Yoko Ono (Japanese, b. 1933). Wish Tree instructions, 2012. Courtesy of the artist

Elizabeth A Sackler Center for Feminist Art

Wish Tree

November 15, 2012–January 6, 2013

Trained as a musician, Yoko Ono began creating artworks she called “instruction paintings” in 1961. These word-pieces rely on viewers for completion, either through their imagination or by literally following the directions Ono had written. Wish Tree, an ongoing project that has been installed in a variety of contexts, expands on these early works by soliciting and gathering wishes from those who encounter it. Presented across continents and decades, it has become an open creative collaboration between Ono and the more than one million people who have shared their dreams.

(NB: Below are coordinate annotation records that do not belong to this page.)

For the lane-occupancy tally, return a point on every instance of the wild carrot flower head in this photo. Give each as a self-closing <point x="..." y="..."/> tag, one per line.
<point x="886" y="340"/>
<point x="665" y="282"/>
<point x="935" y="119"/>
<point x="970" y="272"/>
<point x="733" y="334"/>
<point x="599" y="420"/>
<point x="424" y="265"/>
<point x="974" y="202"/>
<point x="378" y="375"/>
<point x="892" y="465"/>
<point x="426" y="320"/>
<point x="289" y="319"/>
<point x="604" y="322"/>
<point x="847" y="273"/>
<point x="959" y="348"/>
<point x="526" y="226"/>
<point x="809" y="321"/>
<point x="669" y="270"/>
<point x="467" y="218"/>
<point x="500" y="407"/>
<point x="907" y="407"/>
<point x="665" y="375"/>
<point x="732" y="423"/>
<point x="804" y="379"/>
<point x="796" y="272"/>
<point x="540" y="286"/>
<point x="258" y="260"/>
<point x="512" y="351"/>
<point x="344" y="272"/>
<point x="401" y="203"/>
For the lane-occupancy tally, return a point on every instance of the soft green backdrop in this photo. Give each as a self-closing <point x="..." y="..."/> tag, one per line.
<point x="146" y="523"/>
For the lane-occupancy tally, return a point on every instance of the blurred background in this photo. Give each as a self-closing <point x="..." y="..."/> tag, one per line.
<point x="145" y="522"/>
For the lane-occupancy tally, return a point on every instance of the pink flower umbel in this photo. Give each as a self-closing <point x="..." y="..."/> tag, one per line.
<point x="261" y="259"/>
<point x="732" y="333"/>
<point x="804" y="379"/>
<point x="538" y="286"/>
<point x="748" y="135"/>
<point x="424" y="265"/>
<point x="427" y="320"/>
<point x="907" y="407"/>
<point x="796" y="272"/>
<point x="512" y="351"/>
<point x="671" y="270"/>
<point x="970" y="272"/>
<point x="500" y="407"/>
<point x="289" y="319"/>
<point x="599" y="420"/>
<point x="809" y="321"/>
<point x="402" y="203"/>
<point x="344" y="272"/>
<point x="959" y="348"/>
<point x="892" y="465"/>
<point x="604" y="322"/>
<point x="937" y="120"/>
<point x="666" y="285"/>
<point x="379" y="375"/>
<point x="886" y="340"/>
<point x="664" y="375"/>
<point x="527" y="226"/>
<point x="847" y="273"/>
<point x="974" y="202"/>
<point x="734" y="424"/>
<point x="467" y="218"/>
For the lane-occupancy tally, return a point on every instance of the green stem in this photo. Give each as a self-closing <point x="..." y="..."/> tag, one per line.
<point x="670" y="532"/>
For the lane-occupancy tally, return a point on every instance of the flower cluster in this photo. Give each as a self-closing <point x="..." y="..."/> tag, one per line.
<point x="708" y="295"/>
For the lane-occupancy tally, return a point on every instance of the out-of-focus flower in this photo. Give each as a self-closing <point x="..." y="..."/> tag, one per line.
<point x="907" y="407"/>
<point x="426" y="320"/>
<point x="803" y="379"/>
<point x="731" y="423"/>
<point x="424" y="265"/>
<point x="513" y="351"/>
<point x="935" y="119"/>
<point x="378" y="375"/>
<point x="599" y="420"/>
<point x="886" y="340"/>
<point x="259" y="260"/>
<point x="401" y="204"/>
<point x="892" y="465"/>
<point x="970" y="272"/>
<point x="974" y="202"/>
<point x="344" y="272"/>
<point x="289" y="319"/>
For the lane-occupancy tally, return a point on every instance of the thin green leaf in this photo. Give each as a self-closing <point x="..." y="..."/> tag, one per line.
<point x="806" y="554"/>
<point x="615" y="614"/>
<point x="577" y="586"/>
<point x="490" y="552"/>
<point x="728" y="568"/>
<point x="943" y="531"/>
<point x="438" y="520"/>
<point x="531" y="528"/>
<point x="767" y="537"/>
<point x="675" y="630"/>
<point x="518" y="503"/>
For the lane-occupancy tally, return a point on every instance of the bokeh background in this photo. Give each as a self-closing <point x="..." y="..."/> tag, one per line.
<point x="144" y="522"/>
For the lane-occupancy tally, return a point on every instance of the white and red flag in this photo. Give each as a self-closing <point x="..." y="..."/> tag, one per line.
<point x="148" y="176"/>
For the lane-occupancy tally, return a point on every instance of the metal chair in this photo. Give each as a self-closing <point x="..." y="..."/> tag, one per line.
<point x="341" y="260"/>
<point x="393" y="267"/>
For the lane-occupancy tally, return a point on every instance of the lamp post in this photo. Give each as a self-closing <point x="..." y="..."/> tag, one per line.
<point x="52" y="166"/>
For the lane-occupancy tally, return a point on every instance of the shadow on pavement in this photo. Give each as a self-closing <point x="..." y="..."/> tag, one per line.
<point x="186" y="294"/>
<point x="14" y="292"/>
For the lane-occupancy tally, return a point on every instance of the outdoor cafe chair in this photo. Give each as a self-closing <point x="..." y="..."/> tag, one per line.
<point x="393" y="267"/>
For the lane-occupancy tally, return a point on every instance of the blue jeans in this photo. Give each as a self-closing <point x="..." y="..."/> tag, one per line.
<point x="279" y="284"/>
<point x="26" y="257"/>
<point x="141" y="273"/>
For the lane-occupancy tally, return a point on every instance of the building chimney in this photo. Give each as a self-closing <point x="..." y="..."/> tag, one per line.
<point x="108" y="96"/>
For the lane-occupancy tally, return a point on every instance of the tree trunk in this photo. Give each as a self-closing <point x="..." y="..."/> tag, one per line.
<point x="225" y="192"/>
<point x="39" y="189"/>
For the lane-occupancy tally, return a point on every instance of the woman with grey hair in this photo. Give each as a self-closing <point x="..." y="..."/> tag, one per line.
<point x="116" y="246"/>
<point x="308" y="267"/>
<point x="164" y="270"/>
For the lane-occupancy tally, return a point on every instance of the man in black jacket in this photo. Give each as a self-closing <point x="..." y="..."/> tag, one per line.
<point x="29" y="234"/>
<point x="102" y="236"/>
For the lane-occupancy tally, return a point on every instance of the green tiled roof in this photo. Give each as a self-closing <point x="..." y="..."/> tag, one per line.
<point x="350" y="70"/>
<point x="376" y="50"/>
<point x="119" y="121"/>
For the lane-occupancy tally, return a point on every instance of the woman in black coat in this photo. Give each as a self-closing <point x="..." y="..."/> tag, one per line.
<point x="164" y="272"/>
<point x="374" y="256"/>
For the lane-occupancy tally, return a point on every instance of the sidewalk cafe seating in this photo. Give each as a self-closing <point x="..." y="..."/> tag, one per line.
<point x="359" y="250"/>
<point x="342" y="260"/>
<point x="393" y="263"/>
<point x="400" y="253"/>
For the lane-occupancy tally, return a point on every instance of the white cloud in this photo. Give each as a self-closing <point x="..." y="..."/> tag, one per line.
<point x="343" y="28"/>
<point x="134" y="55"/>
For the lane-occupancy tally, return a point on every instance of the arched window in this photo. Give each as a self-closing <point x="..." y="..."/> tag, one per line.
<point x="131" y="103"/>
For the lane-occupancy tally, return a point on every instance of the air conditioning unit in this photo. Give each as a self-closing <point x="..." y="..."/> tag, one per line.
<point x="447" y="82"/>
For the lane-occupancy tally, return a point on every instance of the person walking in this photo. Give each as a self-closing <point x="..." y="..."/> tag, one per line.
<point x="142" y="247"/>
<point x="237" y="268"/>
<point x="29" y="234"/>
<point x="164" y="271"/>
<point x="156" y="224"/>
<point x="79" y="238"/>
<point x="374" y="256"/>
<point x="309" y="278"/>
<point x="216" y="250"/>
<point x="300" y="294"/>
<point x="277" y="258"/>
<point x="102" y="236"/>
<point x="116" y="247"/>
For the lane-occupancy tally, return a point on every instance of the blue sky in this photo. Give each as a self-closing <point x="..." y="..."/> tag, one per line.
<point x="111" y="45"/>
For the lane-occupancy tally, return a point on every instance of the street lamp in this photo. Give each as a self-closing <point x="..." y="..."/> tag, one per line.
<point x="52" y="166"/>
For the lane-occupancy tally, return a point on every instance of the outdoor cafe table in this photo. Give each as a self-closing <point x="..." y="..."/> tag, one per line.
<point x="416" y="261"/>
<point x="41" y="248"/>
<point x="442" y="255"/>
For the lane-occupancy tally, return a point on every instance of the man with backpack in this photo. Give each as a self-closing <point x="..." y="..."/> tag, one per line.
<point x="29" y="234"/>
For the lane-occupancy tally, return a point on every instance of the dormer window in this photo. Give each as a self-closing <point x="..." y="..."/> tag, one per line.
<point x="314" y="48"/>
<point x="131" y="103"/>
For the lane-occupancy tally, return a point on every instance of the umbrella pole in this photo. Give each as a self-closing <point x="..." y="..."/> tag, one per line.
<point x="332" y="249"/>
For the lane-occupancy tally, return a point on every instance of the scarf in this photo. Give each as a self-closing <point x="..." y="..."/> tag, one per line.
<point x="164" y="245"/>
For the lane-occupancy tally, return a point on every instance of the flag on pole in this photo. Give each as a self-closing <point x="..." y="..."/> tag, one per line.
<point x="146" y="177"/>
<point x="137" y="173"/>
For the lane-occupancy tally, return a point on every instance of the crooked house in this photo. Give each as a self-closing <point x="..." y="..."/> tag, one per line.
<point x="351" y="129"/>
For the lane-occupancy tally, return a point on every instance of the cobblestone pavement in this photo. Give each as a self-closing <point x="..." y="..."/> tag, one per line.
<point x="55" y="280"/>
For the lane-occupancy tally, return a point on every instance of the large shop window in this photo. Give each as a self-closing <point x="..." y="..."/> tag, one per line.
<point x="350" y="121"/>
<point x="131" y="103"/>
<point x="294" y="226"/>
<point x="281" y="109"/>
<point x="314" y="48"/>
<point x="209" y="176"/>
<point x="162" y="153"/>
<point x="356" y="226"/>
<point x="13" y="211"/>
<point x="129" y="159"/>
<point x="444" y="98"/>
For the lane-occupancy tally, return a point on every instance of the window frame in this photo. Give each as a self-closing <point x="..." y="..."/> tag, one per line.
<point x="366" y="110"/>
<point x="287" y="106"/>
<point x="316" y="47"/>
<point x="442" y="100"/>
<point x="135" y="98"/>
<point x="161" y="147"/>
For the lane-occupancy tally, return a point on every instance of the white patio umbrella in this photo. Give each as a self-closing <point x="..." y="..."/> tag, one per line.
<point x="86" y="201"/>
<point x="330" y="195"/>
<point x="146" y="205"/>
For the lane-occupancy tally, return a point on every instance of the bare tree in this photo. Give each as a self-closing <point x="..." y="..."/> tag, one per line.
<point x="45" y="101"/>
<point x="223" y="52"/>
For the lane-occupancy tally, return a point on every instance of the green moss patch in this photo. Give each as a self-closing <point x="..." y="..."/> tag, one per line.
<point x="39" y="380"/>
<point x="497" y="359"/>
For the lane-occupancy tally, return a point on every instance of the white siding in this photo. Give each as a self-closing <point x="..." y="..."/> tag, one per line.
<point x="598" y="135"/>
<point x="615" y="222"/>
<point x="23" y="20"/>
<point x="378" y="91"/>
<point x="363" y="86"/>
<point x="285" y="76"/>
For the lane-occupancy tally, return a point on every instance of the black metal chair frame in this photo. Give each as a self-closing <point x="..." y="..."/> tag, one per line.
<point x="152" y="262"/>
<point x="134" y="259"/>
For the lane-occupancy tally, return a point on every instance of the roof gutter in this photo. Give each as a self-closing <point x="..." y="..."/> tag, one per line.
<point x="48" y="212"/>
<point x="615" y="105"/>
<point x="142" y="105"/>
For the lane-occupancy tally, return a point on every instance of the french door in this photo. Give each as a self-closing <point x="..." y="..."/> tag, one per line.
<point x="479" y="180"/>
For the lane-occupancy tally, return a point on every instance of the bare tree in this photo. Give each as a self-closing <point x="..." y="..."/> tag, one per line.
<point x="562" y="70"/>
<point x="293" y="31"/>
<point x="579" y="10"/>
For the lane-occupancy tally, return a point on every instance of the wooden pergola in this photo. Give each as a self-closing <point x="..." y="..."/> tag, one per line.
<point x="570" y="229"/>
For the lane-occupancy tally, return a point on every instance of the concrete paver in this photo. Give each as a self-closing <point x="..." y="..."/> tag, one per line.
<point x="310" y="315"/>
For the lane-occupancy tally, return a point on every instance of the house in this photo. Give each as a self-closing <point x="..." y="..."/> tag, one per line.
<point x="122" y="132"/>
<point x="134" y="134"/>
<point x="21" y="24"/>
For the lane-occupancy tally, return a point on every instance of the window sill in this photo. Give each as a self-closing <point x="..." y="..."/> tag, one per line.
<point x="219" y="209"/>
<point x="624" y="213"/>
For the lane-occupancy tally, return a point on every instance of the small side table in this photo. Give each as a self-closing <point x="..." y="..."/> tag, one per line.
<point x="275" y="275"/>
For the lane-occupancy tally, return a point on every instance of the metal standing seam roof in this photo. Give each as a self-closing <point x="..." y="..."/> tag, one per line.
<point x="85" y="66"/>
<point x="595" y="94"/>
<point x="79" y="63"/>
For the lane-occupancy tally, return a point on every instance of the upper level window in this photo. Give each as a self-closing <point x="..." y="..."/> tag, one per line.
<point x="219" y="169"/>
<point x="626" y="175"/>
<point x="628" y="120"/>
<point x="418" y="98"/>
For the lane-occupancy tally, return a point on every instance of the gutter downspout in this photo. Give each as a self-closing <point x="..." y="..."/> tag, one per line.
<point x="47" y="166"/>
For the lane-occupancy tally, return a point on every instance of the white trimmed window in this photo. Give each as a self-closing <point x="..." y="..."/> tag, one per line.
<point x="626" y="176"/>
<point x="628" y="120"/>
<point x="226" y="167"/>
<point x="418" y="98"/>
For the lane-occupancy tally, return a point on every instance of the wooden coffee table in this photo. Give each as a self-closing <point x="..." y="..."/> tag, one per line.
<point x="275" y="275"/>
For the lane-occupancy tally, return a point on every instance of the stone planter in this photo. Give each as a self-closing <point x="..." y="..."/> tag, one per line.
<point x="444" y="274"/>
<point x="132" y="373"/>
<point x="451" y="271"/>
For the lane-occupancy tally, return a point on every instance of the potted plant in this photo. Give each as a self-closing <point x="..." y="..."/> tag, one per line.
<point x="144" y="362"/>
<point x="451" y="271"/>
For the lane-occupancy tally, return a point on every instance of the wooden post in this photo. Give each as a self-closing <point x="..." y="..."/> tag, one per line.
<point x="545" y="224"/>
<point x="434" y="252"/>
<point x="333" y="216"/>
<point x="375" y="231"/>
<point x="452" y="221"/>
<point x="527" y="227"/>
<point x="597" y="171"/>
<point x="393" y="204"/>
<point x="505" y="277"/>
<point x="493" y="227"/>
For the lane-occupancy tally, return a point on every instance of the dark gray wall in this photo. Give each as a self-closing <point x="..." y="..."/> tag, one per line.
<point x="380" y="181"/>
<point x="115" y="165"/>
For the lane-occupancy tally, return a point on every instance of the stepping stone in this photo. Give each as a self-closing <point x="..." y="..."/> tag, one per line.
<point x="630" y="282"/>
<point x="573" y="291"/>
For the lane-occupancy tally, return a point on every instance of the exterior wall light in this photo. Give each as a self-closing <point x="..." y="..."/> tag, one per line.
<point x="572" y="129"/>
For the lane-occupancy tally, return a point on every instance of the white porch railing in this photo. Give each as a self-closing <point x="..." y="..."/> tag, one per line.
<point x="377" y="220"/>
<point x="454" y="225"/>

After each presentation of Wish Tree ends, all the wishes are collected, to be buried—unread—around the Imagine Peace Tower (2007), a monumental outdoor light installation in Reykjavík, Iceland, created by Ono in memory of her late husband, John Lennon. Believing that “all my works are a form of wishing,” Ono seeks to encourage others, through projects such as this one, to believe in the collective power of their hopes for the future, and to inspire “a sense of solidarity in a world now filled with fear and confusion.”

This Wish Tree is presented in recognition of Yoko Ono’s receipt of the Brooklyn Museum’s 2012 Women in the Arts Award.